O governo federal lançou o Fórum Permanente dos Comitês de Equidade no âmbito da Gestão do Trabalho e da Educação na Saúde. A iniciativa foi apresentada durante o Encontro Nacional realizado nos dias 13 e 14 de maio, em Brasília.
O fórum tem como objetivo fortalecer a articulação nacional entre os comitês estaduais. Além disso, busca ampliar o diálogo entre os territórios e consolidar espaços de construção coletiva para a promoção da equidade no trabalho e na educação em saúde no SUS.
Segundo a pasta da Saúde, o fórum também deve impulsionar a participação social e compartilhar experiências desenvolvidas nos estados e municípios. A proposta é atuar em parceria com estados, municípios e Distrito Federal para fortalecer e consolidar os comitês regionais, incentivando a autonomia e a sustentabilidade das ações nos territórios.
O que são os Comitês de Equidade
Os Comitês de Equidade no âmbito do Trabalho e Educação no SUS foram criados para fomentar, articular e acompanhar ações do Programa Nacional de Equidade nas esferas estadual, municipal e distrital. O foco está na promoção da equidade de gênero, raça e etnia.
O programa também visa o enfrentamento das violências, preconceitos e discriminações no ambiente de trabalho e na formação em saúde. Atualmente, 21 comitês já estão instituídos e atuam de forma integrada com as áreas de gestão do trabalho e da educação.
A coordenadora-geral de Ações Estratégicas de Educação na Saúde, Erika de Almeida, afirmou que a criação do fórum vai permitir a conexão das experiências dos estados e municípios. Dessa forma, será fortalecida uma rede nacional de troca e aprendizado.
Já o secretário-adjunto de Gestão do Trabalho e da Educação na Saúde, Jérzey Timóteo, disse que colocar a equidade no centro da gestão do SUS é reconhecer que a desigualdade também adoece. Segundo ele, o programa foi criado para enfrentar essas desigualdades e construir relações de trabalho mais justas e humanas.
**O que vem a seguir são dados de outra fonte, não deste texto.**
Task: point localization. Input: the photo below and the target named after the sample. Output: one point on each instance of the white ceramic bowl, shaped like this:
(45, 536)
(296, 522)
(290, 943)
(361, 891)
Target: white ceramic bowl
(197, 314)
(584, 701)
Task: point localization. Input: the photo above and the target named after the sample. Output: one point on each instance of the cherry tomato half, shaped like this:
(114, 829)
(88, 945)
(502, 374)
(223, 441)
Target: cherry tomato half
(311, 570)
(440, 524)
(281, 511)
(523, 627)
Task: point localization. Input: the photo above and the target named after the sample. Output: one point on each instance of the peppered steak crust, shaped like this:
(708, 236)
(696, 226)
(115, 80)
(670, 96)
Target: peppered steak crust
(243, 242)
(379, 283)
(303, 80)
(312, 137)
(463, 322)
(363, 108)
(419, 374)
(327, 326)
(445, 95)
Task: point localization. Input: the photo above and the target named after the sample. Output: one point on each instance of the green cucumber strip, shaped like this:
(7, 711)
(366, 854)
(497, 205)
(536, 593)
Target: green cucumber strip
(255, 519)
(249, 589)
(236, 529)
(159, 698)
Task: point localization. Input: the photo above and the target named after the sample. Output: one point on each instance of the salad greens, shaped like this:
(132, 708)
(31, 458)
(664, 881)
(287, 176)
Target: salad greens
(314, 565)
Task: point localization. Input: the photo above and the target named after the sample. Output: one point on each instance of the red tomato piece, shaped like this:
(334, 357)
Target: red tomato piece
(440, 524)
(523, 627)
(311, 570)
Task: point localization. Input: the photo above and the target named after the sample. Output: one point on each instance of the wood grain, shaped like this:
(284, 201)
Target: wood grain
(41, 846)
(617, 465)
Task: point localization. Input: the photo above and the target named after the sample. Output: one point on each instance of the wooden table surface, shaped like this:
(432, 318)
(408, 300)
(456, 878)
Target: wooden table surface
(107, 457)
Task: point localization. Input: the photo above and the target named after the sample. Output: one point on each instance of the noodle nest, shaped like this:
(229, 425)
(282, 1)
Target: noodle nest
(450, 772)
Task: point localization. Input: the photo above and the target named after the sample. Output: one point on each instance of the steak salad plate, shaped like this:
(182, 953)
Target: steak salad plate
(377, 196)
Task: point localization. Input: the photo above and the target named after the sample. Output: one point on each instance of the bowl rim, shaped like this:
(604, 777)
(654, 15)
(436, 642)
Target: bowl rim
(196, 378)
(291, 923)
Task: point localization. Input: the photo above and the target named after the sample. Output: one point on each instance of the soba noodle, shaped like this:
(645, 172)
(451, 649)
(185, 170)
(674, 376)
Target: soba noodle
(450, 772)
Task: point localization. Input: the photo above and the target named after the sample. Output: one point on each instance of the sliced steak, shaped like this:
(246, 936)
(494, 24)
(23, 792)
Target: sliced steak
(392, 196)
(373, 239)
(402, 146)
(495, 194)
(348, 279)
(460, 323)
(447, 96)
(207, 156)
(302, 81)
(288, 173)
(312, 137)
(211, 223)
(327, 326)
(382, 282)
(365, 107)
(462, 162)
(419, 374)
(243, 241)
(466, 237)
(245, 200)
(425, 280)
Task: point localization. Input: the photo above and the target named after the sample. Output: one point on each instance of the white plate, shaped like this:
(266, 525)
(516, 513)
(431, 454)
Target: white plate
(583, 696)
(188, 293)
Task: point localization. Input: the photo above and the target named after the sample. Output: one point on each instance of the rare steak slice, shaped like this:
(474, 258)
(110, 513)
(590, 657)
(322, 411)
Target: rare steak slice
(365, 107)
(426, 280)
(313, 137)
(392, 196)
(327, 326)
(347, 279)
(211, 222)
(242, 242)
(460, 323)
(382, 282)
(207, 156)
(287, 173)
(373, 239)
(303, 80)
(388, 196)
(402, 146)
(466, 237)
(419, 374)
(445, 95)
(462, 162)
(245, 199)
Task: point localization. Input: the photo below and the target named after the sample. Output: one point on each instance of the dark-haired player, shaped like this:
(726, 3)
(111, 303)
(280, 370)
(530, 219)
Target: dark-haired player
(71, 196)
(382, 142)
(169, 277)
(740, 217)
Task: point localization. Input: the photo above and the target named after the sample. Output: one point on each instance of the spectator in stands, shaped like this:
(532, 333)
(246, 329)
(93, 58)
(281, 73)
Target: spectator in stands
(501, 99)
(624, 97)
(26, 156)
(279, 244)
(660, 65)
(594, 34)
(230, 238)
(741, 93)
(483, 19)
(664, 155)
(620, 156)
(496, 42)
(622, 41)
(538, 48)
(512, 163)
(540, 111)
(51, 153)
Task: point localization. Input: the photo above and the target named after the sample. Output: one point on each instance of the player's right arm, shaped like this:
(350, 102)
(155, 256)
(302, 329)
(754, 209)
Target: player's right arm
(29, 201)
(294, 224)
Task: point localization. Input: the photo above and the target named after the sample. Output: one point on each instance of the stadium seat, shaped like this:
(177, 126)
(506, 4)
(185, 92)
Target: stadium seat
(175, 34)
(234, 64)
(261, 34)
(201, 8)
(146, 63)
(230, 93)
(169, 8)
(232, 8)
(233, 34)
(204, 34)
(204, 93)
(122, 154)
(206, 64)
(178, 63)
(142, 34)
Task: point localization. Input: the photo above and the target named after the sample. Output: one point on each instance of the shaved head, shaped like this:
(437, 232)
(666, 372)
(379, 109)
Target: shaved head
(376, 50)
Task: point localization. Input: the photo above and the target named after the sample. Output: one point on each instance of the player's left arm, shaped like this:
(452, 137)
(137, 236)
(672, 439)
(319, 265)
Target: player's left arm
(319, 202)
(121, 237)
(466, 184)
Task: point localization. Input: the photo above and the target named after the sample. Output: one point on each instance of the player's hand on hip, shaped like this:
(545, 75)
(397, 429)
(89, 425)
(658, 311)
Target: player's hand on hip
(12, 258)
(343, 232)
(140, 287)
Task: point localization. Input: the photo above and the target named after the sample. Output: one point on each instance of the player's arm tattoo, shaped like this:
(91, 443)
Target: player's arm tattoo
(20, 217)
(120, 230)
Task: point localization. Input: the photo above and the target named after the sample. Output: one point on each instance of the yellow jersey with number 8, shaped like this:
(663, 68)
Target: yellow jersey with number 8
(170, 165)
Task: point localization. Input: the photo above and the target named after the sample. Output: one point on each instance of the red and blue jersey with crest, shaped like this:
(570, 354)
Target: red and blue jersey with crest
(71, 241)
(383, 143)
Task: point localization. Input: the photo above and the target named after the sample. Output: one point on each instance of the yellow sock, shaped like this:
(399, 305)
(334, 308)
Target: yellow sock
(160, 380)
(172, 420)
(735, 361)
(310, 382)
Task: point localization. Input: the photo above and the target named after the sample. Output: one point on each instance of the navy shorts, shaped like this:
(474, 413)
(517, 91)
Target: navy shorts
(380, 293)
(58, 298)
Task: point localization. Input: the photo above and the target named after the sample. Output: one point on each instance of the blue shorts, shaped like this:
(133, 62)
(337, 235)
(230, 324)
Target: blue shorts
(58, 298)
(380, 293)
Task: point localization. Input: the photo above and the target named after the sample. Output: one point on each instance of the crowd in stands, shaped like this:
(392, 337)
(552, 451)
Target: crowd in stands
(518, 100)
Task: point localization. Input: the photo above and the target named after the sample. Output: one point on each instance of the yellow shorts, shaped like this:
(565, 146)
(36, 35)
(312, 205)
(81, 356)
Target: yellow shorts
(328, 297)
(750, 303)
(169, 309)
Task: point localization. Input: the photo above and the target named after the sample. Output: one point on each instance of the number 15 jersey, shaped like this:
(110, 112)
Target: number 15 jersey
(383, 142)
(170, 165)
Investimento e abrangência
Com orçamento superior a R$ 41 milhões, o Programa Nacional de Equidade tem como foco enfrentar desigualdades estruturais vividas pelas trabalhadoras e trabalhadores do SUS. A iniciativa promove melhores condições de trabalho e valorização profissional.
O programa é desenvolvido pela Secretaria de Gestão do Trabalho e da Educação na Saúde (SGTES), em parceria com o Hospital Sírio-Libanês e o Hospital Alemão Oswaldo Cruz. Ele apoia ações para a construção de ambientes mais inclusivos, respeitosos e livres de discriminação.
O governo federal informou ainda que os Comitês de Equidade já estão presentes em 21 estados. São eles: Acre, Amazonas, Amapá, Alagoas, Bahia, Ceará, Espírito Santo, Maranhão, Minas Gerais, Mato Grosso do Sul, Rio de Janeiro, Rondônia, Roraima, Piauí, Sergipe, Pernambuco, Paraíba, Pará, Tocantins, Rio Grande do Norte e Rio Grande do Sul.
Desde a criação do programa, foram realizadas 11 oficinas regionais e duas oficinas nacionais. Participaram desses eventos 1.612 pessoas de todas as regiões do país. A Especialização e Aprimoramento em Equidade formou 558 pessoas na primeira turma e conta atualmente com 1.025 participantes na segunda edição.
Em parceria com a Universidade Aberta do SUS (UNA-SUS), também foram desenvolvidos cursos autoinstrucionais sobre o Programa Nacional de Equidade e Interculturalidade Indígena. Em 2025, uma das iniciativas lançadas foi a coletânea Cadernos de Equidade, voltada à produção e à disseminação de conhecimento sobre o tema.